This paper tells that journalistic irony, as a force for civic reform, depends on such key terms in the vocabulary of democratic ideals as fairness in public policy and honesty in public service. But even as Richard Rorty celebrated the historical success of the vocabulary of democratic ideals, other observers began to sense that this vocabulary had begun to lose its coherence and expressive power. With a certain Gallic flamboyance, the French sociologist Jean Baudrillard captured a sense of decay in both public discourse and public purpose with the argument that, in an era of unrelenting “ hyper-information, ” the public has fallen silent— in fact, disappeared— as a meaningful entity.

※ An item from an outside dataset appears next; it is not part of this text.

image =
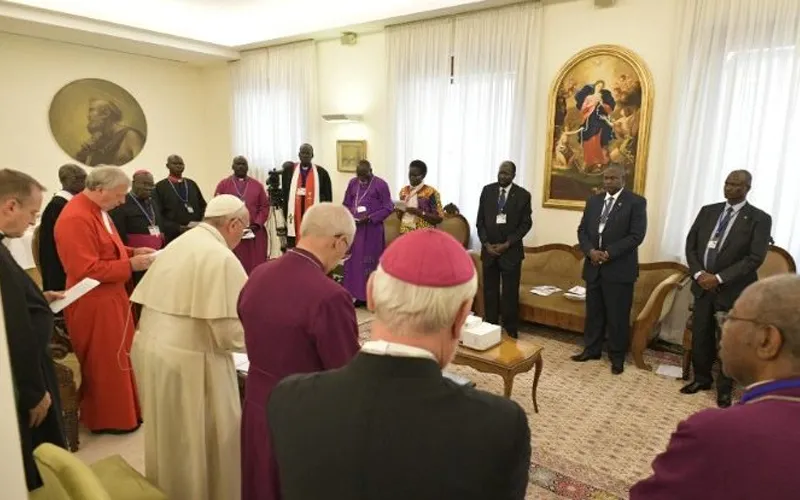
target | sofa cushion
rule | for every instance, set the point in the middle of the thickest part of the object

Thus the public has collapsed into merely an aggregation of irritated and confused media consumers who, in response to their sense of uncertainty, “ take their revenge by allowing themselves the theatrical representation of the political scene. ” Even as media audiences consume politics as theater, Baudrillard argued, they sabotage the efforts of politicians as well as journalists, pollsters, and social scientists to tell meaningful stories either to them or about them. “ Where the whole population of analysts and expert observers believe that they capture [this audience through the theatrics of derision, reversal, and parody the audiences disappear into “ those simulative devices which are designed to capture them, ” and in doing so audiences come to realize “ that they do not have to make a decision about themselves and the world; that they do not have to wish; that they do not have to know; that they do not have to desire.
” (Baker, 1992) Even if the public-as-audience has not yet fallen completely silent or entirely disappeared, many individuals in the audience are reduced to the inchoate mutterings recorded by Nina Eliasoph in her study of the styles adopted by ordinary citizens for the presentation of their political self-image.